A favourite of our founder, Ann Ogden Gaffney, in her phrases: “I discovered to like latkes as a particular Hannukah deal with. After I first got here to reside in New York Metropolis, as a vegetarian clothier working within the garment heart, I usually used to eat lunch at one of many old-style Kosher dairy eating places that had been as soon as frequent within the space. Of my favourite issues to eat, latkes with bitter cream and applesauce dominated. How may I resist a combo that was on the similar time unusual to me but fully homey? I hope you’ll really feel the identical method concerning the healthy turmeric update we’ve made to this scrumptious vacation favourite.”

20 min prep

4 servings 

12 elements 


  • 1 cup shredded, peeled russet potatoes, water squeezed out
  • 1 cup shredded, peeled carrots
  • ¼ cup grated onion, water squeezed out
  • 1 jalapeño, seeded, pith eliminated and minced
  • ½ cup entire wheat pastry flour
  • 1 teaspoon floor cumin
  • 1 teaspoon salt
  • ½ teaspoon floor turmeric
  • 2 massive eggs, calmly crushed
  • 2 tablespoons grapeseed oil
  • 1 cup applesauce or attempt our recipe for Applesauce
  • 1/2 cup Greek yogurt


  1. If making selfmade, put together the applesauce as outlined here.

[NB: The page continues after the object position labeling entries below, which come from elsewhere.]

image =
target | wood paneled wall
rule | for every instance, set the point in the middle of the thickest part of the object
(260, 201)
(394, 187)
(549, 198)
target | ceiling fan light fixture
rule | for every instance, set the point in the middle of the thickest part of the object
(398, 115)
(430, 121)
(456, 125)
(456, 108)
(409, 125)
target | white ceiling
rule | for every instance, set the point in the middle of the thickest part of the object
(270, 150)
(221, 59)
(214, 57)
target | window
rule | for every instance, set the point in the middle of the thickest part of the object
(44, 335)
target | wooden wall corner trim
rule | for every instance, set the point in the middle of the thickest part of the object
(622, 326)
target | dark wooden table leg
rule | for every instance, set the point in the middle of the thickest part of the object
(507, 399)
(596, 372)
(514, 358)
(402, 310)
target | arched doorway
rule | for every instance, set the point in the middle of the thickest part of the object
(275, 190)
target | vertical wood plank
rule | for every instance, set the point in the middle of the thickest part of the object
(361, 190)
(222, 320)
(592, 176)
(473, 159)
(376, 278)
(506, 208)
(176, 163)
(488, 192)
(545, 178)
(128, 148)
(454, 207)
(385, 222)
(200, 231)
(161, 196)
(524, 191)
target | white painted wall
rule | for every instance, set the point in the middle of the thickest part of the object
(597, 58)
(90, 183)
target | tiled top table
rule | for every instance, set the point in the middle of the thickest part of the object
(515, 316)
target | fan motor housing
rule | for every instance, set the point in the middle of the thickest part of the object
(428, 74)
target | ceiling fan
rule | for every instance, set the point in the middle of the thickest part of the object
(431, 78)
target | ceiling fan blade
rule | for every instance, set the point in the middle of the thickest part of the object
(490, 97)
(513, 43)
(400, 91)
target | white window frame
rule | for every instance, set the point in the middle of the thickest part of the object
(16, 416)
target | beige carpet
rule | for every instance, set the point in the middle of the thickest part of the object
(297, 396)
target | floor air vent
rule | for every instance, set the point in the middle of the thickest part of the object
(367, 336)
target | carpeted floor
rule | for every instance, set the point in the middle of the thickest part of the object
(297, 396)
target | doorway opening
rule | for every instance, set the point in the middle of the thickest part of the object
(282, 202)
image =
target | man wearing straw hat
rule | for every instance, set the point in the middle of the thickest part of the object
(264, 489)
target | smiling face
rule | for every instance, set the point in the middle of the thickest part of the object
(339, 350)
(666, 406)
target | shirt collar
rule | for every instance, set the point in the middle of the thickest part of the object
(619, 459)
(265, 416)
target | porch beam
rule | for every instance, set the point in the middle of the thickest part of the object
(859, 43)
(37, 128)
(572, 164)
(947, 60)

In a medium bowl mix the potatoes, carrots, onion, jalapeño, flour, cumin, salt, turmeric, and eggs. Combine nicely.
  2. Warmth the oil in large skillet over medium warmth. As soon as the oil is sizzling, pour a heaping tablespoon of the batter into the skillet. Flatten with the again of the spoon for a 3-inch latke. Cook dinner as many latkes within the pan as you’ll be able to with out over crowding.
  3. Cook dinner till golden and crispy on the underside, about 3-5 minutes, then flip and cook dinner for one more 3-5 minutes. Switch to a plate lined with paper towels.
  4. Serve latkes heat with applesauce and Greek yogurt. 

Chef Tip: 

If not serving instantly, maintain the cooked latkes heat and crispy in a preheated 200-degree oven. They may also be reheated in an oven at a later date.

Vitamin Information (per serving):

Energy: 221; Fats: 10g; Saturated Fats: 2g; Polyunsaturated Fats: 6g; Monounsaturated Fats: 2g; Carbohydrates: 30g; Sugar: 8g; Fiber: 4g; Protein: 6g; Sodium: 442mg

Registered Dietician Authorised

All our recipes are created by cooks and reviewed by our Registered Dietitian Kate Ueland, MS, RD, CSO, a board-certified specialist in oncology vitamin, to make sure that every is backed with scientific proof and follows the rules set by the Oncology Nutrition for Clinical Practice, 2nd Ed.,  revealed by the Oncology Vitamin Dietetic Observe Group, an expert curiosity group of the Academy of Nutrition and Dietetics.

This recipe was initially revealed on Cook for Your Life. It’s utilized by permission.